Acórdão do Supremo Tribunal de Justiça
Processo:
05P4012
Nº Convencional: JSTJ000
Relator: ALBERTO SOBRINHO
Descritores: TRIBUNAL COLECTIVO
DOCUMENTAÇÃO DA PROVA
MOTIVAÇÃO DO RECURSO
REJEIÇÃO DE RECURSO
RECURSO DA MATÉRIA DE FACTO
CONVITE AO APERFEIÇOAMENTO
DIREITOS
DEFESA
IRREGULARIDADE
Nº do Documento: SJ200604270040123
Data do Acordão: 04/27/2006
Votação: MAIORIA COM * VOT VENC
Texto Integral: S
Privacidade: 1
Meio Processual: RECURSO PENAL
Decisão: NEGADO PROVIMENTO
Sumário :
I - Analogicamente será de aplicar às audiências que decorram perante tribunal colectivo o estatuído no art. 364.º do CPP, ou seja, desde que o MP, o defensor ou o advogado do assistente declararem unanimente para a acta, até ao início das declarações do arguido, que prescindem da documentação, tal declaração vale como renúncia ao recurso em matéria de facto.
II - No art. 412.° do CPP, seus n.ºs 1, 3 e 4, aparecem-nos especificados os requisitos formais a que deve obedecer a motivação do recurso e suas conclusões.
III - A não observância destes requisitos acarreta a rejeição do recurso.
IV - Compreende-se que assim seja já que a impugnação da matéria de facto não tem como consequência a produção perante a Relação de toda a prova produzida, o que redundaria num segundo julgamento da matéria de facto, mas apenas a reapreciação da prova com virtualidade para levar à alteração da decisão sobre aqueles pontos tidos por
incorrectamente julgados, sendo que estes pontos e aquela prova hão-de ser expostos com clareza pelo recorrente.

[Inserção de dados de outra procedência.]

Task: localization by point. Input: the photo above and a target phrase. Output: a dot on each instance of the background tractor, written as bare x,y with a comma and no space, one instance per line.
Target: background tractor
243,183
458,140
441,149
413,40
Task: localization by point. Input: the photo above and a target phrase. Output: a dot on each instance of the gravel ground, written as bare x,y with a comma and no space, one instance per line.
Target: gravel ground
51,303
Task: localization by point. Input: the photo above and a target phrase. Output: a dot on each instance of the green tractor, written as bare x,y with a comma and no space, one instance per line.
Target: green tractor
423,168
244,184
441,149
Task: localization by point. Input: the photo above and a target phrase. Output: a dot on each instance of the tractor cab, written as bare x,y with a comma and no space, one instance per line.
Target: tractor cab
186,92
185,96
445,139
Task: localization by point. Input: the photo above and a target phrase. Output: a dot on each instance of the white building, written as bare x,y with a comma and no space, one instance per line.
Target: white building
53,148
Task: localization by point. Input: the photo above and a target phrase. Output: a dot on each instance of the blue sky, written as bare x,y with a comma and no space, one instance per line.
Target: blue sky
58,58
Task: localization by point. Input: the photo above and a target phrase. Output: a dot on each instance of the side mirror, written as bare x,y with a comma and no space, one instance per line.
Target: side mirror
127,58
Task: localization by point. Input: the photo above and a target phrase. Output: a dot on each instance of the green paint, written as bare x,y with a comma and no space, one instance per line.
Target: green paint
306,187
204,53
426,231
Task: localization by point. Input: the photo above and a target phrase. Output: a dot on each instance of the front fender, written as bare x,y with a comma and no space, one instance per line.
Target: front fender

V - A rejeição do recurso com fundamento na falta de indicação, nas conclusões da motivação, de qualquer das menções contidas nas als. do n.º 2 do art. 412.º do CPP não pode, contudo, ser imediata: sob pena de se restringir o efectivo direito de recurso consagrado constitucionalmente - n.° l do art. 32° da CRP - impõe-se convidar previamente orecorrente a suprir a apontada omissão.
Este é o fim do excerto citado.